The limitations of this study are that it took place in an in vitro environment and was carried out on pulp cells for a short length of time. After the adhesives are applied to the tooth, they remain longer in the oral environment than the time tested in this study.

Within the limitations of this in vitro study, universal adhesives showed time- and dose-dependent cytotoxic effects on human pulp cells. Universal adhesives increased the amount of the DMP-1 protein in the pulp cells within the first 24 h, but did not affect it after 72 h. The level of the tissue inhibitor TIMP-1 in the pulp cells was reduced by the universal adhesives used, whereas the levels of MMP-2 and MMP-8 were unaffected.

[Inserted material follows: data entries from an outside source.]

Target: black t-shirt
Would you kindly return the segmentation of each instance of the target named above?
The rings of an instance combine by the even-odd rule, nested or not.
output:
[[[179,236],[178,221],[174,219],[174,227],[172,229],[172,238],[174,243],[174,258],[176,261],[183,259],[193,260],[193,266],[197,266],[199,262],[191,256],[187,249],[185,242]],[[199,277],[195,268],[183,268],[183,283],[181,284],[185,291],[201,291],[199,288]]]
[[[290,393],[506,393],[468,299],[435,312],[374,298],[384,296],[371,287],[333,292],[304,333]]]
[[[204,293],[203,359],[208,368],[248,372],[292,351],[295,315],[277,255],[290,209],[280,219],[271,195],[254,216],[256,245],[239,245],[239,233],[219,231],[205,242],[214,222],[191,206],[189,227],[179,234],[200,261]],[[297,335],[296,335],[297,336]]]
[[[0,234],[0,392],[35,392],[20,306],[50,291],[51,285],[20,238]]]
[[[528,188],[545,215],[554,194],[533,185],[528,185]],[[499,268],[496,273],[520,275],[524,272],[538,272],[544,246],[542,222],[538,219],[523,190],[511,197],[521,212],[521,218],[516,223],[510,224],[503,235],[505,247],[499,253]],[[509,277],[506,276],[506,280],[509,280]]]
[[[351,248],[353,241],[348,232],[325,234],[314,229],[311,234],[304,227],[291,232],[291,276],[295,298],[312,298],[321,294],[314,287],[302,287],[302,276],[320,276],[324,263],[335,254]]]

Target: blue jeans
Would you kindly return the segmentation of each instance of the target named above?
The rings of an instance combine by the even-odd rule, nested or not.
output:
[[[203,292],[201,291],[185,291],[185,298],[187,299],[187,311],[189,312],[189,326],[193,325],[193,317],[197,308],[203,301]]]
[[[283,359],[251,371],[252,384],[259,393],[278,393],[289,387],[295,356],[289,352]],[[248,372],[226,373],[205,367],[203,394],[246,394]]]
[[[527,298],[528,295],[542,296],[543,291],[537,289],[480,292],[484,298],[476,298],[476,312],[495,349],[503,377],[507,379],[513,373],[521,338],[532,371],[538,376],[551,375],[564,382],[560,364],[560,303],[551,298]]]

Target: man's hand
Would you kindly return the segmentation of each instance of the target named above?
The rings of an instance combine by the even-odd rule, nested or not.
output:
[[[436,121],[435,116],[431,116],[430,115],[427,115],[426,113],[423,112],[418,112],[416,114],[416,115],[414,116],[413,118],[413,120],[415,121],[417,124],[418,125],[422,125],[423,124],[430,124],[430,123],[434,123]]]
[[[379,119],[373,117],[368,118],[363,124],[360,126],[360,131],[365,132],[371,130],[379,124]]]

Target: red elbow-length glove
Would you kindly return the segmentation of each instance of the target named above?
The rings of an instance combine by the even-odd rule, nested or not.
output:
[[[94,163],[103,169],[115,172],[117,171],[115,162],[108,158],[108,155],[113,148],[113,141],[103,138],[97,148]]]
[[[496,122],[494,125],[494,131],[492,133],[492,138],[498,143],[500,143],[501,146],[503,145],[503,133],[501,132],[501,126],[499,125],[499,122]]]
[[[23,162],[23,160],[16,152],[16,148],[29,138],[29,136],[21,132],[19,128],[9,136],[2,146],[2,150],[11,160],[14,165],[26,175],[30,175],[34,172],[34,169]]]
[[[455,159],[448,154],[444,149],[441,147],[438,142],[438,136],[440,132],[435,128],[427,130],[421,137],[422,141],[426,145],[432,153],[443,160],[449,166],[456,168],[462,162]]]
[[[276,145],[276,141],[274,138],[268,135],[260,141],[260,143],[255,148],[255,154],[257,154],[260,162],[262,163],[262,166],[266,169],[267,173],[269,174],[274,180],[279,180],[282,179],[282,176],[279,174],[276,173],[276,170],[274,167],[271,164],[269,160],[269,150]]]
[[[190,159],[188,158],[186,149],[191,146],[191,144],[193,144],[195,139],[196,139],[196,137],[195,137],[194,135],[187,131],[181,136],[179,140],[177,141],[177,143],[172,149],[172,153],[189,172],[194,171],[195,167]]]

Therefore, the application techniques of universal adhesives should be carefully reviewed to minimize cytotoxicity risks. In deep dentin cases with a thin dentin barrier, adhesives should be applied with caution, while their use should be avoided in areas with direct contact with the dental pulp. In addition, to prevent residual monomers and potential cytotoxic effects, a high-quality light source should be used to enhance polymerization efficiency. The dosage and application time of adhesives should also be meticulously controlled to ensure their biocompatibility and safe use.